Xbox One and TwitchTV

This week, I decided to have a go at broadcasting games on my XBox One through Twitch TV. If you’ve not encountered this site before, it basically allows people on a variety of platforms to stream their video game output alongside webcam footage and a chat client so that people can talk to you while you game and vice versa. It’s free to sign up to the basic level of access, and there are a couple of free software clients that they point people to if they haven’t invested in hardware solutions.

I’d been moderately fascinated by this practice, and I’m also a great fan of the Achievement Hunter Let’s Play series and the many, many videos produced by the EVE community. Halo 3 introduced me to the joys of sharing video clips with other players, and I think Bungie generally transformed people’s attitude towards sharing clips by basically making it easy and not reliant on expensive setups.With that in mind, one of the features of the new generation of consoles that caught my eye was their integration of game clip creation with social media. Xbox’s Upload software occasionally takes clips of notable moments and achievements in various games, but a Twitch client was also available at launch.This weekend I decided to go for it and see how easy it was to set up. The answer was: surprisingly simple. Launching the app presented me with a code and instructions to go to a section of the twitch.tv website.

This authorised a connection between the site and my console, and I took the time to also connect my account through social media accounts – as much to see what options that gave me as anything else. Back on the console, all I needed to do was launch the game – in this case Titanfall – and then launch the Twitch app, which sits in a sidebar on the right hand side of the screen. Tabbing between the game and the app is handled by double-tapping the glowing Xbox logo in the controller – and this allows you to set a broadcast name and a few options. In this case I chose to not use the Kinect camera and microphone. I may do some at some point if I feel the need to blather at the screen but its not my highest priority right now.
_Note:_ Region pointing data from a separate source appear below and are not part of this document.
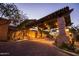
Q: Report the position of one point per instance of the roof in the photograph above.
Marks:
(51, 19)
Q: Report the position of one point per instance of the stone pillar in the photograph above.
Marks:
(62, 37)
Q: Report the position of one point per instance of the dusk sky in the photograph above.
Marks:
(39, 10)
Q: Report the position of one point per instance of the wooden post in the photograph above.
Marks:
(62, 37)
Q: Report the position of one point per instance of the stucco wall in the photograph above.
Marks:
(3, 32)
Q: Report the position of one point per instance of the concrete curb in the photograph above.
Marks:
(67, 52)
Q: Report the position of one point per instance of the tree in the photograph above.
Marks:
(10, 11)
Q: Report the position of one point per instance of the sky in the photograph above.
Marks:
(39, 10)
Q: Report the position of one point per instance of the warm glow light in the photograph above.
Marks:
(66, 29)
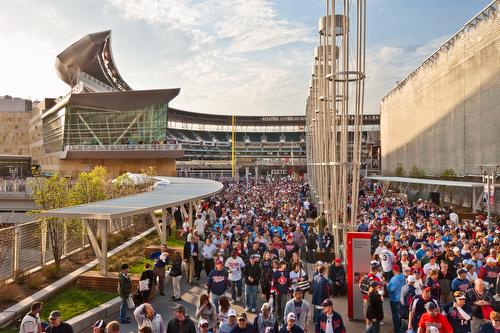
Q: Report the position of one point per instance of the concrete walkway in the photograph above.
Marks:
(190, 297)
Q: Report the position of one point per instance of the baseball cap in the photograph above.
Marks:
(326, 302)
(430, 306)
(54, 314)
(179, 308)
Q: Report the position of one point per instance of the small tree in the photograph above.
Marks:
(52, 193)
(90, 187)
(399, 171)
(416, 172)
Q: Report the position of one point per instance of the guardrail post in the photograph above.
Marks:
(15, 251)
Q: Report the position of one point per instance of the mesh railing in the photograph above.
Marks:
(27, 246)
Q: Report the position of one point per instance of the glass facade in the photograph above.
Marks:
(86, 126)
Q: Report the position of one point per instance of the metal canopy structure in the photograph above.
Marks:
(476, 197)
(170, 192)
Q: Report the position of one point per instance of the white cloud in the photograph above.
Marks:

It pretty much does what it says on the tin. I got Lottie to check on the website while I was streaming, and the site renders and presents the video after a short delay. I’ve not sat down to count the seconds, but I think it’s in the area of thirty seconds or so. Stopping the broadcast was just a matter of clicking a button in the app, and there we were.

Saving the video streams requires a bit of messing around in the Twitch.tv website, but essentially, once you’ve validated your email account, you can choose to highlight a stream that you have completed, and the website renders this so that it can be viewed offline by visitors to my profile. So – it’s all new enough to be a bit of a new toy, not entirely sure what I’ll do with it – possibly review new games as I get them – but I’m sure this isn’t the last you’ll hear me talking about Twitch.Tv on the XBox One.